August 21, 2011 By: Brian Keith

It’s Sunday evening in the U.S., which means that it’s Monday morning in the Far East, with currency traders already hard at work. There has been a good deal of speculation that the Japanese authorities will intervene to drive the Yen lower. A Yen at the current level, around 77 per Dollar, makes Japanese goods very expensive overseas, which in turn reduces exports, hurts the earnings of exporters, and slows the economy.  Taking a look at a 5-year chart brings home the scope of the problem; in 2007, the USD/JPY rate was close to 125, meaning that the Yen is roughly 38% stronger now. That’s a pretty strong headwind for an export-oriented economy to face, and it becomes stronger with every additional increase in the value of the Yen.

It might be worth taking a minute to discuss the mechanics of central bank intervention. In the case of Japan, the Ministry of Finance, which is roughly analogous to the U.S. Department of the Treasury, instructs the Bank of Japan, which in the U.S context would be the Federal Reserve Bank of New York, to intervene. The BoJ’s traders have several options; they can leave orders to buy Dollars and sell Yen with local banks (many traders believe they were already doing this last week), they can place orders on the electronic dealing machines (Reuters and EBS are the largest), or they can call banks directly, ask for prices, and buy Dollars. They’re capable of dealing in enormous amounts; billions, perhaps tens of billions, of Dollars. They can also ask other central banks, including the New York Fed, to intervene in their own time zones. In general, non-Japanese finance ministries and central banks, not convinced of the utility of intervention, have been reluctant to do so.

The last time I was on a trading desk when the New York Fed came in on behalf of the Bank of Japan, the trader at the Fed made it very clear that this was done to accommodate a central bank peer, and did not represent the policy of the U.S. authorities. In fact, it was so early (6:45 AM or so in New York) that the local market was barely awake. When my trader made an ill-informed price that would have resulted in a certain loss, the Fed trader, instead of dealing, simply asked him to refresh the quote, and then dealt at a price that was much better for my shop, and by the same token, worse for the Bank of Japan.

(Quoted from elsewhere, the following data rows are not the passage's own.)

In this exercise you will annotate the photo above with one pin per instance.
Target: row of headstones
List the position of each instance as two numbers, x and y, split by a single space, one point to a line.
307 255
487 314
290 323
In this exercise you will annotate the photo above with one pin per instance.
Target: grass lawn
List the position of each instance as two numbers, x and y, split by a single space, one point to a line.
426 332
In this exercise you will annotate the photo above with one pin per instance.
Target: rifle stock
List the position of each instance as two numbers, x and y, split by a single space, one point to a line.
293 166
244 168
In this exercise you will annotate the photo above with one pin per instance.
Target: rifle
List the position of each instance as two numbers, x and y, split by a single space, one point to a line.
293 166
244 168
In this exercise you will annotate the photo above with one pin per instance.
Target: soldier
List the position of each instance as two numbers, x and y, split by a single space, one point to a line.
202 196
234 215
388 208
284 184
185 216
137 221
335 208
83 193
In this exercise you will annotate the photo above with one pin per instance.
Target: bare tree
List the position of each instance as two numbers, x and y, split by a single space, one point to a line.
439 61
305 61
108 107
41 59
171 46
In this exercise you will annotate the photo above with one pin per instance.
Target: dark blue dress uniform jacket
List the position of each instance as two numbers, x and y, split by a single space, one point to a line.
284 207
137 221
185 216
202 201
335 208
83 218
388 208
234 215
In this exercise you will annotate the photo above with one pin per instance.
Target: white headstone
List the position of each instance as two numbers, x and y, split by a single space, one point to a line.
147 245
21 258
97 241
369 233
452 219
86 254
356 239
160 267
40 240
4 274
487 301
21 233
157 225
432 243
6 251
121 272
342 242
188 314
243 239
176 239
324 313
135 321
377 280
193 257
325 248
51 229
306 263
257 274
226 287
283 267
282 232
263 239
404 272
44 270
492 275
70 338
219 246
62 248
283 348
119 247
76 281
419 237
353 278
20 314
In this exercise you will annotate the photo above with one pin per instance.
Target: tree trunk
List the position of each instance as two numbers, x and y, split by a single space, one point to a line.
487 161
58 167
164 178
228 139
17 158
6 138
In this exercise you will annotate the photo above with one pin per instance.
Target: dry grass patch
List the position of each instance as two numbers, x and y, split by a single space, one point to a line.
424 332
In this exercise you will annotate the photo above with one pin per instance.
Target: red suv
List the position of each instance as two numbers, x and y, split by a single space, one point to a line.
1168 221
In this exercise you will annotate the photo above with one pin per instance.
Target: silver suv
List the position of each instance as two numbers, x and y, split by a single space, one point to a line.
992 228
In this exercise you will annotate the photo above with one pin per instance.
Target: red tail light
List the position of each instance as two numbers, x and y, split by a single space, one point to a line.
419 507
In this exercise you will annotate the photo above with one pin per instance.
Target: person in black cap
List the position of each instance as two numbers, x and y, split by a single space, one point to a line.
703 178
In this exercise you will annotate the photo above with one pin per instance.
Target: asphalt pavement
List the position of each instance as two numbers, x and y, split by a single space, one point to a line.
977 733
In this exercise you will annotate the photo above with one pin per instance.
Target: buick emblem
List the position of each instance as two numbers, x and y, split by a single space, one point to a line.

A peculiarity of the Ministry of Finance is that it prefers to intervene when the market is largely complacent and positioned poorly. Because the noise level was so loud over the weekend, it’s hard to believe that any professional trader will be caught by surprise if there is intervention in tonight’s session. This may be enough to convince the Japanese authorities to postpone an assault, in the hope that they can get more bang for their Yen in the future. Their track record has been mixed, and over the long run, as the 5-year chart indicates, they haven’t been successful in doing more than giving traders better opportunities, on occasion, to short USD/JPY.

We did break the 76.25 level on Friday; this was supposedly the “line in the sand” that would provoke an all-out attack by the MOF and the BoJ. Although plenty of stop losses got done on the break – the Dollar got as low as 75.95 – it rebounded pretty quickly, and my sense is that many short term traders are now long Dollars, hoping to take advantage of intervention to sell higher, and then perhaps sell Dollars again from the improved levels. Should the previous low break, I would expect plenty of Dollars to get sold again, but at the moment, we’re almost a Yen higher, at 76.86.

For those involved, or considering getting involved, best of luck, but be careful; when intervention is happening on a large scale, stops can get done some distance from where the orders are left.